Cortical Superficial Siderosis Evolution A Biomarker of Cerebral Amyloid Angiopathy and Intracerebral Hemorrhage Risk

Background and Purpose-We investigated cortical superficial siderosis (cSS) progression and its clinical relevance for incident lobar intracerebral hemorrhage (ICH) risk, in probable cerebral amyloid angiopathy presenting with neurological symptoms and without ICH at baseline. Methods-Consecutive patients meeting modified Boston criteria for probable cerebral amyloid angiopathy from a single-center cohort who underwent magnetic resonance imaging (MRI) at baseline and during follow-up were analyzed. cSS progression was assessed by comparison of the baseline and follow-up images.

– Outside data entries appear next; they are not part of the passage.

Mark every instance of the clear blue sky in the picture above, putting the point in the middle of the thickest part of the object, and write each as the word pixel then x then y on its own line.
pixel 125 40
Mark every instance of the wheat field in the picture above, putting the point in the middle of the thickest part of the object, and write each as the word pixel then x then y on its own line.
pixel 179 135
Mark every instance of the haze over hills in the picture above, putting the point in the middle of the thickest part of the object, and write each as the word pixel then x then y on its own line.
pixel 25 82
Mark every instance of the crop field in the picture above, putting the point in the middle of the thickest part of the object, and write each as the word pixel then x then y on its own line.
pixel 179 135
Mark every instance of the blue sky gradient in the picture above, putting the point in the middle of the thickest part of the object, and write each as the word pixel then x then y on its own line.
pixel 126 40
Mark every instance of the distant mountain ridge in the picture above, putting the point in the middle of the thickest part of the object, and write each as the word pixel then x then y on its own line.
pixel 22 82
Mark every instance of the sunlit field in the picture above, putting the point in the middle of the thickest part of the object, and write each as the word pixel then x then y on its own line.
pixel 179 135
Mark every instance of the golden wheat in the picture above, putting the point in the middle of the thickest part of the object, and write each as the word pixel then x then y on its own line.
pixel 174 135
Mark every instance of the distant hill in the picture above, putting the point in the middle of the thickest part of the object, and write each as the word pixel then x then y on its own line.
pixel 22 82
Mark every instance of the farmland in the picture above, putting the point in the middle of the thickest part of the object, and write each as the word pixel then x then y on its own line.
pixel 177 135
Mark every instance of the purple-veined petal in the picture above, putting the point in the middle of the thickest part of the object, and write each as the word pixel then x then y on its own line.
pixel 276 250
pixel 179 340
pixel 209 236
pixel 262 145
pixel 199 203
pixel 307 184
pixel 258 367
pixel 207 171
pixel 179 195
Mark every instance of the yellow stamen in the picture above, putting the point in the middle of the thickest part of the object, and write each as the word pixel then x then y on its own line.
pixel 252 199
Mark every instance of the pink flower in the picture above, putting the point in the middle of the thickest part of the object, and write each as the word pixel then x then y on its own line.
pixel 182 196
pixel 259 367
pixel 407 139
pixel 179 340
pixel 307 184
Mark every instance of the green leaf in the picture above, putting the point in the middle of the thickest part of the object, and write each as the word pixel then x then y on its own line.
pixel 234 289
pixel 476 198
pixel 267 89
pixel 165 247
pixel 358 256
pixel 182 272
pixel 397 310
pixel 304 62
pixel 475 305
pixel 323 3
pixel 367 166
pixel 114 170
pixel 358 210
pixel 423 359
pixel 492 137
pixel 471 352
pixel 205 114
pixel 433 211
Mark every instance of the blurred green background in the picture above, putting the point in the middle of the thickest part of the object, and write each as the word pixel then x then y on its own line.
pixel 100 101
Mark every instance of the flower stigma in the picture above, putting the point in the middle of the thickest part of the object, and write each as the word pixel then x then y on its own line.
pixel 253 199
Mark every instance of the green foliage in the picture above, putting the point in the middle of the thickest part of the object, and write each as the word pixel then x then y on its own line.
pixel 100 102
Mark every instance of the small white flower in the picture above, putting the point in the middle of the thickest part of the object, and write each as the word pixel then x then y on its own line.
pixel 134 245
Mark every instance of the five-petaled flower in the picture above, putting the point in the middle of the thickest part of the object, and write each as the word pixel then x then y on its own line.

Patients were followed prospectively for incident symptomatic ICH. cSS progression and first-ever ICH risk were investigated in Cox proportional hazard models adjusting for confounders. Results-The cohort included 118 probable cerebral amyloid angiopathy patients: 72 (61%) presented with transient focal neurological episodes and 46 (39%) with cognitive complaints prompting the baseline MRI investigation. Fifty-two patients (44.1%) had cSS at baseline. During a median scan interval of 2.2 years (interquartile range, 1.2-4.4 years) between the baseline (ie, first) MRI and the latest MRI, cSS progression was detected in 33 (28%) patients. In multivariable logistic regression, baseline cSS presence (odds ratio, 4.04; 95% CI, 1.53-10.70; P=0.005), especially disseminated cSS (odds ratio, 9.12; 95% CI, 2.85-29.18; P<0.0001) and appearance of new lobar microbleeds (odds ratio, 4.24; 95% CI, 1.29-13.9; P=0.017) were independent predictors of cSS progression. For patients without an ICH during the interscan interval (n=105) and subsequent follow-up (median postfinal MRI time, 1.34; interquartile range, 0.3-3 years), cSS progression independently predicted increased symptomatic ICH risk (hazard ratio, 3.76; 95% CI, 1.37-10.35; P=0.010). Conclusions-Our results suggest that cSS evolution may be a useful biomarker for assessing disease progression and ICH risk in cerebral amyloid angiopathy patients and a candidate biomarker for clinical studies and trials.